Authors: Matthieu Sozeau (Inria Nantes), Abhishek Anand (BedRock Systems), Simon Boulier (Inria Nantes), Cyril Cohen (Côte d’Azur University), Yannick Forster (Saarland University), Fabian Kunze (Saarland University), Gregory Malecha (BedRock Systems), Nicolas Tabareau (Inria Nantes), and Théo Winterhalter (Inria Nantes)
Reference: Sozeau, Matthieu, Abhishek Anand, Simon Boulier, Cyril Cohen, Yannick Forster, Fabian Kunze, Gregory Malecha, Nicolas Tabareau, and Théo Winterhalter. “The Metacoq Project.” Journal of Automated Reasoning 64, no. 5 (2020): 947-999.
Why this paper? Cited by Layered Modal Type Theory: Where Meta-programming Meets Intensional Analysis, Trocq: Proof Transfer for Free, With or Without Univalence, and The Rewster: Type Preserving Rewrite Rules for the Coq Proof Assistant
I’ve written before about Coq, recently renamed to Rocq, a proof assistant based on Martin-Löf’s dependent type theory. This paper, along with various sequels written in the six years since the project was first announced, aims to mechanise the syntax and semantics of Rocq, in Rocq.
Implementing domain specific languages is a classic use case of functional programming, and Rocq is at heart a functional language with an unusually expressive type system and so well suited to the task.
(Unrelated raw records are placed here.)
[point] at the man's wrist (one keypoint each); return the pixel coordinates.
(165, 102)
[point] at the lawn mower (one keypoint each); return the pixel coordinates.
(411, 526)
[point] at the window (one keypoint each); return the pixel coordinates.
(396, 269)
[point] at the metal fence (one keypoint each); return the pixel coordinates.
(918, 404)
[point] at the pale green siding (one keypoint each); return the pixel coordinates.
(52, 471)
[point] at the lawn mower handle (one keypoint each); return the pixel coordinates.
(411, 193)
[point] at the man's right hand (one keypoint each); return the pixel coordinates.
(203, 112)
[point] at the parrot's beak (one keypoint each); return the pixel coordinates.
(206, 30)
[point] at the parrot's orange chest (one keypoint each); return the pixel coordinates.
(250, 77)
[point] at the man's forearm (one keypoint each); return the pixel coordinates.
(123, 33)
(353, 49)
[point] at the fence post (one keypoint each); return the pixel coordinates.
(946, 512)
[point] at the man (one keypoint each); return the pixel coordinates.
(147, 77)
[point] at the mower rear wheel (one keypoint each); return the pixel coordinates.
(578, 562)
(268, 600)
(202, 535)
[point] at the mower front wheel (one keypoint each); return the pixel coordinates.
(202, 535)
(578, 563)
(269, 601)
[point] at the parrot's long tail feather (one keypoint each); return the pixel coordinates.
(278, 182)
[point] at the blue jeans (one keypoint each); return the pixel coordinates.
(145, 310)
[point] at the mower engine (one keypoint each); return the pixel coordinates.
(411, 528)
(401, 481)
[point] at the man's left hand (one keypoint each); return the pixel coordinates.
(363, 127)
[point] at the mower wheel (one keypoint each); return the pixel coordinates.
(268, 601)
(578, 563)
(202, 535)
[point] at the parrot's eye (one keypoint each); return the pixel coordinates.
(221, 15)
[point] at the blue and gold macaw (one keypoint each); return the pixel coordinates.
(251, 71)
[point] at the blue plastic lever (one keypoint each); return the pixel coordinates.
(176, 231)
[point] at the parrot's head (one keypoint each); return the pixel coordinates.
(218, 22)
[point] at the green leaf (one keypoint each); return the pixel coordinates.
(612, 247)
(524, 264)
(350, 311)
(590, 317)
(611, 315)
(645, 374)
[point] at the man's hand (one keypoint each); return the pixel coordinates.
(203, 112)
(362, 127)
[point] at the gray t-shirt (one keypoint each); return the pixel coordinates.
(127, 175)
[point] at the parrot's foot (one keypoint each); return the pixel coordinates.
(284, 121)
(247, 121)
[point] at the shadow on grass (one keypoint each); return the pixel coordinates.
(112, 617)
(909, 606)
Implementing a language in itself might seem more exotic, but it is quite common; Lean is an example of a dependently typed language that is so `bootstrapped’. Rocq is implemented in OCaml rather than itself, and while this paper does not extend to a complete implementation (important features such as the termination checker on recursive code are missing), that is one direction of future work.
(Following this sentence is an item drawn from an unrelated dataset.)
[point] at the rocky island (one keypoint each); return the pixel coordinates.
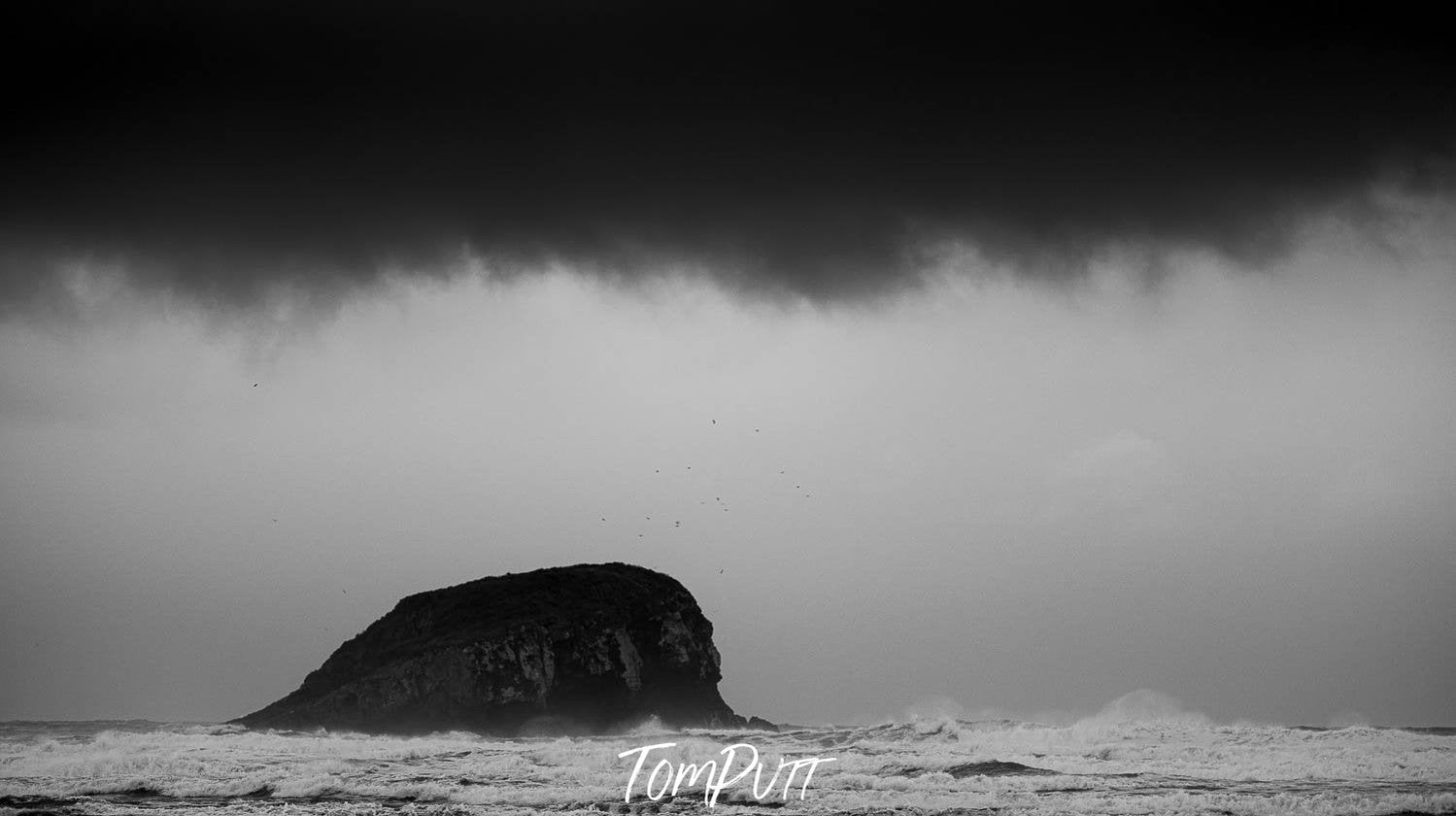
(586, 649)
Implementing a dependently typed language in itself of course offers one the possibility of formally verifying the implementation. I am not sure, but I do not believe this was done for the Lean implementation. Verifying Rocq using Rocq may naively seem a particularly vicious circularity – if we are genuinely worried that Rocq is flawed, we cannot trust a proof in Rocq that it is not, and if we are convinced it is perfect, the verification adds no confidence. But this is to apply too crude a notion of how proof assistants help us trust our proofs; the aim is to (hopefully radically) increase our confidence in results, not to gain a mythical level of 100% confidence. In particular a hypothetical proof of Rocq’s correctness could be examined by humans to reduce the likelihood that it is being accepted due only to a flaw in Rocq.
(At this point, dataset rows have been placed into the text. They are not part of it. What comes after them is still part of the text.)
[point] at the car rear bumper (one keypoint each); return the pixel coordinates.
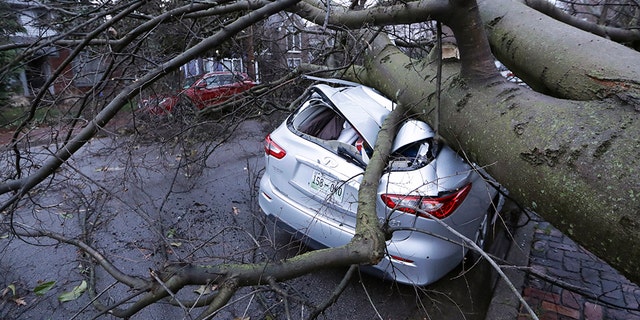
(418, 259)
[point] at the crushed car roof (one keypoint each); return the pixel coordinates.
(365, 108)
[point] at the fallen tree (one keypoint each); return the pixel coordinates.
(573, 161)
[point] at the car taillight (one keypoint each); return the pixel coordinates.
(273, 149)
(438, 207)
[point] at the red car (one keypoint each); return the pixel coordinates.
(205, 90)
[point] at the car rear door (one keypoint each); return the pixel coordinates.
(320, 173)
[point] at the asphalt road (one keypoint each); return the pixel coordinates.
(139, 211)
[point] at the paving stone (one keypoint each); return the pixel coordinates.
(555, 255)
(612, 289)
(590, 275)
(566, 276)
(539, 246)
(593, 311)
(563, 246)
(542, 295)
(571, 299)
(580, 255)
(617, 314)
(572, 265)
(561, 310)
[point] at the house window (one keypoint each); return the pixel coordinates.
(294, 42)
(293, 62)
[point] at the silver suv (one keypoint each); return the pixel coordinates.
(314, 166)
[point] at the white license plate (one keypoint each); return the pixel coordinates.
(327, 186)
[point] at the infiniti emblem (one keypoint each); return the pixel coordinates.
(328, 162)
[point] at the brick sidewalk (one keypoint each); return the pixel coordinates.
(591, 289)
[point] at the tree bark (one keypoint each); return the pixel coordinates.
(576, 163)
(557, 59)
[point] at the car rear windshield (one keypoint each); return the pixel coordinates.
(317, 121)
(413, 156)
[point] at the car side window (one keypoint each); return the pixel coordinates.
(319, 120)
(213, 82)
(320, 123)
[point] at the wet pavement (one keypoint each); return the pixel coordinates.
(562, 280)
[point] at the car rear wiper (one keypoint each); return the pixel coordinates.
(351, 157)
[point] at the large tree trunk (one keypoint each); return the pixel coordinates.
(558, 59)
(574, 162)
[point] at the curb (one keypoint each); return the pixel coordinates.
(504, 304)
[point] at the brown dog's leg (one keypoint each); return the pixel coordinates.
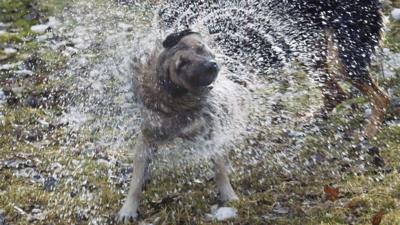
(333, 93)
(140, 167)
(331, 67)
(379, 102)
(224, 186)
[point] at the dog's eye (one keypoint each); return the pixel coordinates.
(200, 50)
(182, 63)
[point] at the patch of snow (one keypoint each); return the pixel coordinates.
(53, 22)
(125, 27)
(396, 14)
(10, 50)
(2, 97)
(40, 28)
(24, 72)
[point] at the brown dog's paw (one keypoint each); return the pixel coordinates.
(127, 214)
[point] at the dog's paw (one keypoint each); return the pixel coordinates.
(127, 214)
(228, 197)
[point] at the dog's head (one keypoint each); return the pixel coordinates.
(187, 63)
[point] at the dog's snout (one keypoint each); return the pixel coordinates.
(211, 66)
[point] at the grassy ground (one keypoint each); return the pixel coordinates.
(46, 183)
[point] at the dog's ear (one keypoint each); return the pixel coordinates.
(173, 39)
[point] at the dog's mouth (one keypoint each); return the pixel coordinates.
(200, 90)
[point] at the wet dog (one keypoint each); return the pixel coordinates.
(174, 87)
(327, 33)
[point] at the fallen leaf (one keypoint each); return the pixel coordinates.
(376, 220)
(331, 193)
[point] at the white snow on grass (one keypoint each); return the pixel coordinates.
(222, 213)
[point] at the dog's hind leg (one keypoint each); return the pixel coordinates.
(140, 168)
(379, 103)
(331, 67)
(226, 192)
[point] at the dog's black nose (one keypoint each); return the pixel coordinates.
(211, 66)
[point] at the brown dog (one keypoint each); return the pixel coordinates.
(173, 86)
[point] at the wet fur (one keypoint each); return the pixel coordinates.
(347, 30)
(169, 111)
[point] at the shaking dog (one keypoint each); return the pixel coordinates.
(174, 87)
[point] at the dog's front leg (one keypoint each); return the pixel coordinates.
(224, 186)
(140, 168)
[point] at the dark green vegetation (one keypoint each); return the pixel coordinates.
(42, 182)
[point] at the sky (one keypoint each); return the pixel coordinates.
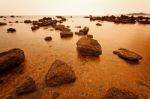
(72, 7)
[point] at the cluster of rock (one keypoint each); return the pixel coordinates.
(83, 31)
(116, 93)
(88, 47)
(124, 19)
(11, 30)
(127, 54)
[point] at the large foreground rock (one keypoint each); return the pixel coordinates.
(127, 54)
(11, 59)
(59, 73)
(88, 47)
(115, 93)
(26, 86)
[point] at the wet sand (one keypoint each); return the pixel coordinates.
(94, 75)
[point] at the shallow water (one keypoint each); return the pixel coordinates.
(94, 75)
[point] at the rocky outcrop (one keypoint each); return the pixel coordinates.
(115, 93)
(64, 34)
(11, 30)
(26, 86)
(11, 59)
(59, 73)
(127, 54)
(88, 47)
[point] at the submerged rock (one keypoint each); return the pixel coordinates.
(26, 86)
(64, 34)
(59, 73)
(11, 30)
(115, 93)
(27, 21)
(88, 47)
(127, 54)
(11, 59)
(48, 38)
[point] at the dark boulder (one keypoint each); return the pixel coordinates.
(27, 21)
(26, 86)
(115, 93)
(59, 73)
(35, 27)
(11, 59)
(48, 38)
(88, 47)
(64, 34)
(85, 30)
(127, 54)
(2, 23)
(11, 30)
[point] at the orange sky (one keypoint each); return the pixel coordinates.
(72, 7)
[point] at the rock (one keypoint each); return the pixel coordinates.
(88, 47)
(26, 86)
(60, 73)
(1, 81)
(127, 54)
(48, 38)
(27, 21)
(11, 59)
(85, 30)
(78, 27)
(55, 95)
(2, 23)
(61, 28)
(89, 35)
(11, 30)
(115, 93)
(64, 34)
(98, 24)
(79, 33)
(35, 27)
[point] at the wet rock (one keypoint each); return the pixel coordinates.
(61, 28)
(127, 54)
(85, 30)
(11, 30)
(11, 59)
(59, 73)
(79, 33)
(35, 27)
(27, 21)
(98, 24)
(1, 81)
(48, 38)
(78, 27)
(2, 23)
(64, 34)
(55, 95)
(26, 86)
(115, 93)
(89, 35)
(88, 47)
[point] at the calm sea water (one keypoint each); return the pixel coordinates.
(94, 75)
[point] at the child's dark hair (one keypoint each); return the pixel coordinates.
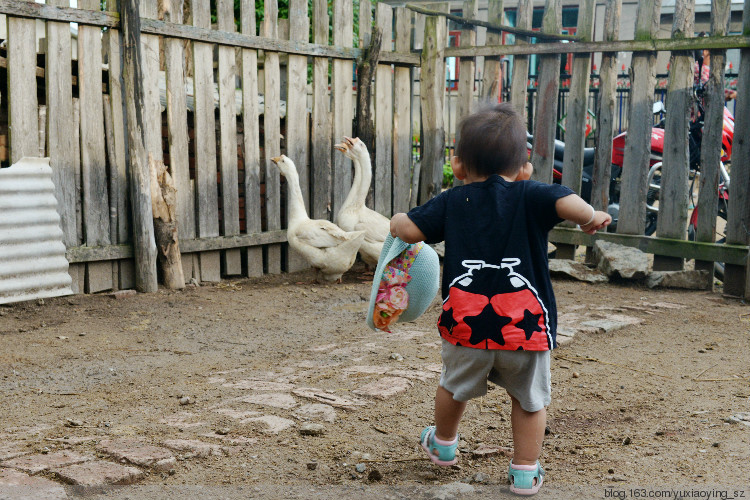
(492, 140)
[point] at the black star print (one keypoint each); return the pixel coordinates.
(447, 321)
(487, 325)
(529, 324)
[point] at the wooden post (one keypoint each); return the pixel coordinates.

A cool thing about this project is that it is structured to provide useful outputs before the full formalisation is completed. To this end the paper features a number of examples of metaprogramming with the tool as developed. This allows users to flick back and forth (‘quote’ and ‘unquote’) between actual Rocq code and the implementation’s internal representation of Rocq syntax, and hence write programs – in some cases verified programs – in Rocq that manipulate Rocq programs via the internal representation. We see examples using the (large) fragment of Rocq already supported of adding a constructor to a type; a certified tactic for proving theorems of intuitionistic propositional logic; a plugin for extending Rocq with new properties without violating consistency; and an extraction from Rocq to the lambda calculus.